Homesteading is an increasingly popular lifestyle choice among Americans seeking to be more independent, despite decades in which the small family farm has been in decline. And though these small family farms vary widely in price and overall scale, few realize that taking a DIY-approach to life is so expensive. If you’re considering investing in a homesteading property, then, it’s vital that you consider the costs involved in growing your own food and raising animals, as well as how to renovate your homestead and maintaining your property. It may be a much bigger undertaking than you expected!
Think About Scale
One of the first factors you need to consider when acquiring a property is the scale of your project before you renovate your homestead. Are you working with an acre or one hundred acres? The size of your property will, in large part, determine both the cost and whether you can handle the majority of the renovations yourself. Depending on your location, you can grow all your family’s food on 1/5th to three acres of land. Smaller scale growth operations typically require more advanced horticultural infrastructure, however.
Know Your Priorities
In addition to scale, homesteaders must consider their priorities when taking on a property as this will determine where you commit your limited funds. For Shaye Elliott, one of the leaders of the modern homesteading movement, for example, the emphasis on back-to-the-land living stems from a loss of trust in the modern food system. Farming without animals obviously requires less infrastructure than homesteads that are all plants, but even plants require greenhouse facilities, seeds, equipment, and storage – and you need to budget for that before you renovate
Beware Risky Properties
Many new homesteaders are drawn to their properties because they’re very affordable – but affordability comes at a price. According to Green Residential, the Houston investment property management group, many investors choose properties that others have deemed risky, thinking they can turn it around for a profit. Among homesteaders, this is the equivalent of home flipping, just with plants and animals. The easiest way to identify risky properties is that they often require a cash payment, don’t qualify for loans, and can be much harder to renovate and restore because they lack financing options. Good real estate agents will also typically try to steer you away from such properties. DO yourself a huge favor and listen to them. It’s tempting to think that they just want to make more money and in turn, want you to buy a more expensive property, but keep in mind they are the professionals here. They know what to look for and they know a lemon when they see one.
Flip Your Mortgage
Taking on a risky property for your homestead may save you money in the long run but it can also limit your home renovation options. With homes that start in better standing, you can often use your mortgage to pay for improvements. Your home acts as its own collateral, but that also helps you to keep expenses in check throughout the renovation process. By leveraging your mortgage, you also ensure that you can pay for improvements incrementally, even if you do them all at once.
Do Your Homework
The most important thing to account for when purchasing property is thinking about the possibility of having to renovate your homestead. Because so few people have family knowledge of farming, unscrupulous contractors may take advantage of you, driving up the price of the work. Make sure you do your homework and know how much things cost before you get started!

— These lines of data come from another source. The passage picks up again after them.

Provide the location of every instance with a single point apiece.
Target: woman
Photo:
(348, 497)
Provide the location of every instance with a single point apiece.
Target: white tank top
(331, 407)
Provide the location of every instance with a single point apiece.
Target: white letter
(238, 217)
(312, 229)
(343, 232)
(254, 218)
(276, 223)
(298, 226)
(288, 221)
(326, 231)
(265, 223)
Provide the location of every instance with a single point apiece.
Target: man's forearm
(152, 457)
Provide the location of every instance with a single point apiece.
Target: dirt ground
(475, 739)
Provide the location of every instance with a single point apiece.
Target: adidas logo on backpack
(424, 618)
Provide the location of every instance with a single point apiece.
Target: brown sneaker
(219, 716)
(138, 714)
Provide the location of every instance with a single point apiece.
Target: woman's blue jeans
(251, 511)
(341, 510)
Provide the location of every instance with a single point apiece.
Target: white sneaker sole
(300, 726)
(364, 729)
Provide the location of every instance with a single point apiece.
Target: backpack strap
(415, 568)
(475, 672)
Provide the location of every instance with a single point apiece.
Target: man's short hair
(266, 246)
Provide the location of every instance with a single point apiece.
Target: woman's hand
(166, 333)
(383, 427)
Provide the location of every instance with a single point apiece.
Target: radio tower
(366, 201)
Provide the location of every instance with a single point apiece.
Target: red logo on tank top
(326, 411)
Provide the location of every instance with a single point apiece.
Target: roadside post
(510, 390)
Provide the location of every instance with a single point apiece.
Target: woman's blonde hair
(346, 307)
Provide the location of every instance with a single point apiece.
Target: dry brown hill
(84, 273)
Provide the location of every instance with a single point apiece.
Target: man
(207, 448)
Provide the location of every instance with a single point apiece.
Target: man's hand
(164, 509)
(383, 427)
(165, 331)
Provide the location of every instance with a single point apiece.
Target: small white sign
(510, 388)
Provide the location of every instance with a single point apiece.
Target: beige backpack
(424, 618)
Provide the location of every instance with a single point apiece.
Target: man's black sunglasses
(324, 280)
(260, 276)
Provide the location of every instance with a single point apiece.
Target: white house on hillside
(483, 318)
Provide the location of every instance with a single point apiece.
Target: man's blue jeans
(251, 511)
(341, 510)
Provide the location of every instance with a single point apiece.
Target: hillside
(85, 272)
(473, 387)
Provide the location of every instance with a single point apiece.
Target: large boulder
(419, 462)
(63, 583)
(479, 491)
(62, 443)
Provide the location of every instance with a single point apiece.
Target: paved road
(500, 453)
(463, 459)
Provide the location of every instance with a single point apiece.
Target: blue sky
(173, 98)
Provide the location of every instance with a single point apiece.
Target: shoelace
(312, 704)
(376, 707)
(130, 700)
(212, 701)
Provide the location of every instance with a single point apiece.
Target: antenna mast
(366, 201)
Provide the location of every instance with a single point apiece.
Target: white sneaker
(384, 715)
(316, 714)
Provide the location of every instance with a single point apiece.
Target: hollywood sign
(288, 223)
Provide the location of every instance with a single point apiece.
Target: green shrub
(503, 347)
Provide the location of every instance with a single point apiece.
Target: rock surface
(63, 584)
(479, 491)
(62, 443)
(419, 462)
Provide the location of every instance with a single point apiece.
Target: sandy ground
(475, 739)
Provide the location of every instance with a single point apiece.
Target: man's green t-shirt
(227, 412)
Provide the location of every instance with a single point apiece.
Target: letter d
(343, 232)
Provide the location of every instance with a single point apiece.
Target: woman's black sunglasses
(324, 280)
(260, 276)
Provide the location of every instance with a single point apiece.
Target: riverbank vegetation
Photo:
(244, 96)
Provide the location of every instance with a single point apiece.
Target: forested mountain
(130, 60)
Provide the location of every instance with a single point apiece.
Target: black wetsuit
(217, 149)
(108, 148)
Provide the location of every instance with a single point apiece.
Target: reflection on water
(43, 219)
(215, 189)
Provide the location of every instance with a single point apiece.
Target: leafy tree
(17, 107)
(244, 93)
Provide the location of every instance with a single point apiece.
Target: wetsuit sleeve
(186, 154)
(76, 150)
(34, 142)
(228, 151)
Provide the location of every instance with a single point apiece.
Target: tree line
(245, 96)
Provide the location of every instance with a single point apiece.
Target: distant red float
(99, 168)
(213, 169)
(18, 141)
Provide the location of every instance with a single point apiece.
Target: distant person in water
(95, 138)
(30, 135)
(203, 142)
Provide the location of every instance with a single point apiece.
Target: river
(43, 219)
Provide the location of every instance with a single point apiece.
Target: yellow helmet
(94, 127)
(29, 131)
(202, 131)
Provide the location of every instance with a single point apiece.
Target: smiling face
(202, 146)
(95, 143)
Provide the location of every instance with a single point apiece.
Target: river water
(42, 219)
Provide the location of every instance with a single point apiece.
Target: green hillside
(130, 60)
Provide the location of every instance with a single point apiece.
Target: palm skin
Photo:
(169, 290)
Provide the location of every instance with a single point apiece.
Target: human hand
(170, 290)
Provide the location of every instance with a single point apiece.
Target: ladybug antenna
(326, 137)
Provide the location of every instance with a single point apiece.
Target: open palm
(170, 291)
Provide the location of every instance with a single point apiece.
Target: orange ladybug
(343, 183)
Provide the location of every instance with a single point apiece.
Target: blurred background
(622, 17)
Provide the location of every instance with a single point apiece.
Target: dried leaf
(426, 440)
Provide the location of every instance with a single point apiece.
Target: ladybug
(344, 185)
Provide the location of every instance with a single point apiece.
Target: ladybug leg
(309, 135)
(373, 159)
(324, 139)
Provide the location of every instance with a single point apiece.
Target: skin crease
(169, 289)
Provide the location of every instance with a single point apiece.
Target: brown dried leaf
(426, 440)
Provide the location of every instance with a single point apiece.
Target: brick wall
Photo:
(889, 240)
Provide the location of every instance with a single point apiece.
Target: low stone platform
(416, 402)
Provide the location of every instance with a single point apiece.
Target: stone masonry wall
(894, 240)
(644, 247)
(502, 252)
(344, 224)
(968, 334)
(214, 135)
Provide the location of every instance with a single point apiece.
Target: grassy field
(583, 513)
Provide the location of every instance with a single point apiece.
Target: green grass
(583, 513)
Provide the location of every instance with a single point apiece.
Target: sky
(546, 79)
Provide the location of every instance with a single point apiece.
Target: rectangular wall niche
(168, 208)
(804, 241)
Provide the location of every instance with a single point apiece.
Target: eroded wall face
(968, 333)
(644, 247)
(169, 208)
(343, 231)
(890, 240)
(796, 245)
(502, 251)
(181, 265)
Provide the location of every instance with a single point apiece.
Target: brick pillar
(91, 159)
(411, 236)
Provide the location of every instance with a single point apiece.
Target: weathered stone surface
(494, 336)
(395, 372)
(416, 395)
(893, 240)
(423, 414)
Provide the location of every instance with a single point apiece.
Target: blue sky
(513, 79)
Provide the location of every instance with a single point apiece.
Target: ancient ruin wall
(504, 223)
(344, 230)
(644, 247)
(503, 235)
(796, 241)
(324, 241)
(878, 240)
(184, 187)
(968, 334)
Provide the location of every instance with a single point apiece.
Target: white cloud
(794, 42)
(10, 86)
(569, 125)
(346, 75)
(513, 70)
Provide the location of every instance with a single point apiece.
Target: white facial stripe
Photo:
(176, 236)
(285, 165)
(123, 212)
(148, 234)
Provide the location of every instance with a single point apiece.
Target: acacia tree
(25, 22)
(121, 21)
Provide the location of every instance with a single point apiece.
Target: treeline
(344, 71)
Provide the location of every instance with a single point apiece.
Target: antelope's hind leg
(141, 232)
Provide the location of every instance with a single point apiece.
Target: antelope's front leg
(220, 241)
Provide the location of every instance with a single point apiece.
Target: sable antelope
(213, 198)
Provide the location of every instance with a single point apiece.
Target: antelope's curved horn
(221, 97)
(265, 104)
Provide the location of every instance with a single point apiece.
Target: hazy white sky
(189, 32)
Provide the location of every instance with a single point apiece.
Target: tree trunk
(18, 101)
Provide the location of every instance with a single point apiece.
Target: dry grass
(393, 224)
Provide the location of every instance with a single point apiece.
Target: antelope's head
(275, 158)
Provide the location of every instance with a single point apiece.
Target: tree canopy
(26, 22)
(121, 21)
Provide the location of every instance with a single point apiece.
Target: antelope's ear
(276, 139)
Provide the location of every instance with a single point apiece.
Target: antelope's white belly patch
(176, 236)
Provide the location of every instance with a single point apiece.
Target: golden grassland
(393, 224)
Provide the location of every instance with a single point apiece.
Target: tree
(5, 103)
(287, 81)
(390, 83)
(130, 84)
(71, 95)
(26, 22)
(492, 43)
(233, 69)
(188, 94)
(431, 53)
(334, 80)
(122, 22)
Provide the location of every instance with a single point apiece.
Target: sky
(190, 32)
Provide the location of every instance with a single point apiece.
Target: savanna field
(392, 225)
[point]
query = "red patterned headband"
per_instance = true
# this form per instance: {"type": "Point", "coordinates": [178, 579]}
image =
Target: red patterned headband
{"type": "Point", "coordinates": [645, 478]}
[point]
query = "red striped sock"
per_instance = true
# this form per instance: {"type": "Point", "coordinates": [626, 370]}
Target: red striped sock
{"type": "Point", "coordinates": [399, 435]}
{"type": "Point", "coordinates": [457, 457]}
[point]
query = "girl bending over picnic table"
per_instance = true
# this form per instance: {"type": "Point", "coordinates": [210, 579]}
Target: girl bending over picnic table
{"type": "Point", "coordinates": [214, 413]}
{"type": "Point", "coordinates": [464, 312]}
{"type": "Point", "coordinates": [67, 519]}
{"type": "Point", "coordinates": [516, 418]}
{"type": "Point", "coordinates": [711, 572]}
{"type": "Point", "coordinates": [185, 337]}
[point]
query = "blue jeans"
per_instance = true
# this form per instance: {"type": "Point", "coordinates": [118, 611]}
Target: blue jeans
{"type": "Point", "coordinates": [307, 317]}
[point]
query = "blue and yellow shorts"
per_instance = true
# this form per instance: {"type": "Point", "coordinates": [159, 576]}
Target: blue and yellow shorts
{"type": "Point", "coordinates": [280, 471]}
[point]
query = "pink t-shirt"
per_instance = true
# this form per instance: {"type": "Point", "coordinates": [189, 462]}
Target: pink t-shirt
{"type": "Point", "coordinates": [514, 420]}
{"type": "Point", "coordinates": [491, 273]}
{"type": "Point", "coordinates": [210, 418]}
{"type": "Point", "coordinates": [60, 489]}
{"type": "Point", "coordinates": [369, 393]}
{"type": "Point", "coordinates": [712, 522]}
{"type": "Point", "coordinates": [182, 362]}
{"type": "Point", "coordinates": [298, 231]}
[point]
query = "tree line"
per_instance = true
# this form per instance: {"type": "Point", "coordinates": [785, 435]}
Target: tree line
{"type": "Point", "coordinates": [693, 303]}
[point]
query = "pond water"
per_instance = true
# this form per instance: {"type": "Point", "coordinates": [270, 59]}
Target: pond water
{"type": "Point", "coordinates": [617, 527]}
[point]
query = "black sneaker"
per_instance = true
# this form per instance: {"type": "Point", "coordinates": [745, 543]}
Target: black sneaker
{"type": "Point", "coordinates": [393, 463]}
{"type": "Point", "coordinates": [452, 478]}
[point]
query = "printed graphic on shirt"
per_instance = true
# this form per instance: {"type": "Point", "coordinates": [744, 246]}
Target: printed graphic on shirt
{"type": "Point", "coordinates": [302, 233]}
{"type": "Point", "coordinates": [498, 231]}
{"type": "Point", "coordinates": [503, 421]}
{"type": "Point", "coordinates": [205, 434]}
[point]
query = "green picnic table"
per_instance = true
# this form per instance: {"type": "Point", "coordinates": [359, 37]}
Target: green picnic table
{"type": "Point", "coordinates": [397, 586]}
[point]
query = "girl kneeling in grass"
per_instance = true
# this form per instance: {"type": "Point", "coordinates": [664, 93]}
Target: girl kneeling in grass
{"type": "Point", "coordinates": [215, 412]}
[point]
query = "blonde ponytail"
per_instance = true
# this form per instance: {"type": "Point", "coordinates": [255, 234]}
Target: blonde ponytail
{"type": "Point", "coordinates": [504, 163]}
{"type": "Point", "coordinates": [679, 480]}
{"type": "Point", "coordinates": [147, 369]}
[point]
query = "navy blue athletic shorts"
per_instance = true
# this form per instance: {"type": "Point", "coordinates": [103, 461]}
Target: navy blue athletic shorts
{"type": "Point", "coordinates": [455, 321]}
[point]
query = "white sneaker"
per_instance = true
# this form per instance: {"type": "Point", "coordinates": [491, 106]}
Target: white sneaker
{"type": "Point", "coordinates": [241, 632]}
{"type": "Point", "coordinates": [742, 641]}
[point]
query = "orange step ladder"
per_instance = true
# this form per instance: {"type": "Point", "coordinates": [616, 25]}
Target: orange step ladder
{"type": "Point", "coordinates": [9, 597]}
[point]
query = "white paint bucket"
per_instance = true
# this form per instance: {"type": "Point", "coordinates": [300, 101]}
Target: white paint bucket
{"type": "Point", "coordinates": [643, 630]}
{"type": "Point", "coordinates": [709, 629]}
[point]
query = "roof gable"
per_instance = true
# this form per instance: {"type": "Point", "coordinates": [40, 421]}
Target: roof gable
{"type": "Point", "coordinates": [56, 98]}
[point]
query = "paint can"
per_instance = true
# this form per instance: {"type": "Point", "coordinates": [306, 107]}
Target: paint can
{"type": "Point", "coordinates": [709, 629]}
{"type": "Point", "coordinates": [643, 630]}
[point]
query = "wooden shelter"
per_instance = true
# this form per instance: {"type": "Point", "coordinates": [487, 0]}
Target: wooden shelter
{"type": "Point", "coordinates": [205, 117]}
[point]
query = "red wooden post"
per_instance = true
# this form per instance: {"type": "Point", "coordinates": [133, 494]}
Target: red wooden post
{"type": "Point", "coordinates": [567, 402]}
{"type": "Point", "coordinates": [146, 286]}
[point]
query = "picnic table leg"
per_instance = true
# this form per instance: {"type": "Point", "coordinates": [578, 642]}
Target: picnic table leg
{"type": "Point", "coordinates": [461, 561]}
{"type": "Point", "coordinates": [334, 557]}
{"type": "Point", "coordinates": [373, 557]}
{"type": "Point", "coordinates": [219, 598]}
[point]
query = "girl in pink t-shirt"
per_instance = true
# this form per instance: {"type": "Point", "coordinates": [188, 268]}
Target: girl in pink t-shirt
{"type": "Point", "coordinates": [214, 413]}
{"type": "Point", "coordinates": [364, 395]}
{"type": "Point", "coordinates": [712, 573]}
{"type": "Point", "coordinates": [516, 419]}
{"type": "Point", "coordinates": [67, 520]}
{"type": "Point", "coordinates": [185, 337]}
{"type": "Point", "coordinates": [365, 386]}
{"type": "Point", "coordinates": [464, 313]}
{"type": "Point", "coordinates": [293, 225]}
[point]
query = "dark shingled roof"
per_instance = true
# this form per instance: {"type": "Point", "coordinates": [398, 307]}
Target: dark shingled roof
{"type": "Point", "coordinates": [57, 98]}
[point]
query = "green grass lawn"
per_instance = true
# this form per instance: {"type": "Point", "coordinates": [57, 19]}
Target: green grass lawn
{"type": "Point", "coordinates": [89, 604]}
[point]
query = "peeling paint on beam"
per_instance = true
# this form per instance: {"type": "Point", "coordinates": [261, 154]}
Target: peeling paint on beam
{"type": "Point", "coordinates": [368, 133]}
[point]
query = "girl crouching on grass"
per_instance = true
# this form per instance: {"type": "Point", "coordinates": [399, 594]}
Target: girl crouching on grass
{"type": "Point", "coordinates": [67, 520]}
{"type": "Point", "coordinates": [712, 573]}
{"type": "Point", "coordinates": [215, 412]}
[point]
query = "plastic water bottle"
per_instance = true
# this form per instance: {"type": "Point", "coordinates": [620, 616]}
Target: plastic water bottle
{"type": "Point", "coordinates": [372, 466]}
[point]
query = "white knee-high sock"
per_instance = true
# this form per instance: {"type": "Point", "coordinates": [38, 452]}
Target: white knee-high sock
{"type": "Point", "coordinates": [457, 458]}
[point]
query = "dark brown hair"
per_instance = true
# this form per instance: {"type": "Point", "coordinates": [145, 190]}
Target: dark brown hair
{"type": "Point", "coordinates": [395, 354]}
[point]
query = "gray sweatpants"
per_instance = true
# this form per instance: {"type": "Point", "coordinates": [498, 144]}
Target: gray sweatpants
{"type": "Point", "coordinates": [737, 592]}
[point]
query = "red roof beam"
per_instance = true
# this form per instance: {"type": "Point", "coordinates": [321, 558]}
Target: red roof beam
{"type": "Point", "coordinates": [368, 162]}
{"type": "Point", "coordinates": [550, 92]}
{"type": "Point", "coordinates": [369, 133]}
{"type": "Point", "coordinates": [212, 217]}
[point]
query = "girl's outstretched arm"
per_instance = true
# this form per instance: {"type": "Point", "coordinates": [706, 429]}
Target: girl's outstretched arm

Research all the work that needs to be done on your property, determine what you can do yourself, where you can borrow equipment, and who you can talk to about these projects. Homesteaders tend to cluster together, so your neighbors likely have valuable knowledge.
The popularity of homesteading will likely continue to increase due to political instability and an interest in disaster preparation, but it takes time – and serious labor – to see the financial savings that homesteading promises. If you start with a sound property in need of limited repairs, however, you’ll be better positioned to finance improvements and begin to renovate your homestead without delay.